The package duly aired with Cummins prominent, intercut with the heroics of the boys in green. But to his disappointment he was never credited.
“I never signed anything. I never got anything for it. It was a bit of a mess. My name wasn’t even mentioned anywhere,” he reveals.
Fortunately, the BBC picked up on it and used it with an acknowledgement to Cummins prior to the Republic’s opening showdown with Sweden. Back of the net, as they say.
It’s deadly crack. It’s deadly serious.
Turning defence into attack
Top corner – delirious!
“It was a lovely reaction when I shared that then on social media,” he recalls. “There was a lovely warmth. So a lot of good came out of it.
“I wrote some football rhymes for the Ireland matches in-between the matches and that got a good reaction. Football was my first love I think.”
Football was more than just his first love. Cummins played in the League of Ireland, had a trial with Arsenal and was a semi-professional in the German Bundesliga. Injury changed all that.
When Downtown rings him up we find him making tea.
“You can fire away if you like,” he insists, “and I mean that very gently.”
His voice is very Dublin, but snuggled in a gentle burr. Cummins is so mild mannered it’s hard to imagine him running around a field, shouting, demanding the ball. One thinks of him as a more thoughtful player… dextrous, silky, Zidane like. Caressing the ball in the same way he caresses words.
“Words are there to be played with. Language is there to be played with,” he insists.
“There are funny moments in some of my poems but there are also very serious poems, perhaps. And the humour is there as much maybe as for the people who are listening or reading.”
“And everything rhymes,” he says.
“I used to write outside of the realm of rhyme and now I can hardly even fill in a form without rhyming. You know it’s ridiculous.
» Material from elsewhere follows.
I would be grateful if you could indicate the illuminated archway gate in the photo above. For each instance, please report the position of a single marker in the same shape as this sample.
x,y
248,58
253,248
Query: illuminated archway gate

“So yeah, rhyme. Rhyme is where I kind of dwell. So The Cat in The Hat and Humpty Dumpty, I love all things like that. Rhythm and flow and things like that. Everyone has their own voice, you know. That’s the one that I speak in.”
After football, his other great passion ever since he was a teenager was poetry. But it was a private one.
“I was kinda very insecure about it,” he confesses. “Like if someone came in a room and I was writing I’d hide away the pen as if I was doing something naughty. So it took me along time.”
It’s hard to square that image with the unassuming figure who commands a room with his sing-songy delivery.
In 2010, he began performing at nights in the capital like the Brownbread Mixtape and The Glór Sessions from where he emerged alongside a wave of performing poets like Colm Keegan and Stephen James Smith to become All-Ireland Poetry Slam Champion. He has played festivals and rowdy bars and his approach is always the same.
“I just close my eyes and just offer up to the word and offer up to the poem and just deliver it. And take the talk for a walk irrespective of whether it’s the corner of a field, a big stage, or a rowdy pub,” he shares.
“You might have to fight to win the room so sometimes I bring little silly icebreakers. I might write something in particular for the occasion and start off with that, even to relax my own self. And tell the people, ‘Hello, I’m going to be doing this for x amounts of minutes. Come on along on the journey. If you don’t listen, sure, it’s just me… howling at the moon.’”
“But gently! Yeah,” he smiles. “It’s such a beautiful experience. Like I’ve been on both sides of it, speaking poems and listening to poems and it’s a gorgeous shared experience when it works. It really is a shared thing. You can feel it. The sense of listening in a space is a great thing.”
John Cummins plays the Spoken Word stage at Indiependence alongside Wasps vs Humans, Bubba Shakespeare, Abby Oliveria, and Julie Good amongst others.
Indiependence runs from July 29 to 31 in Mitchelstown.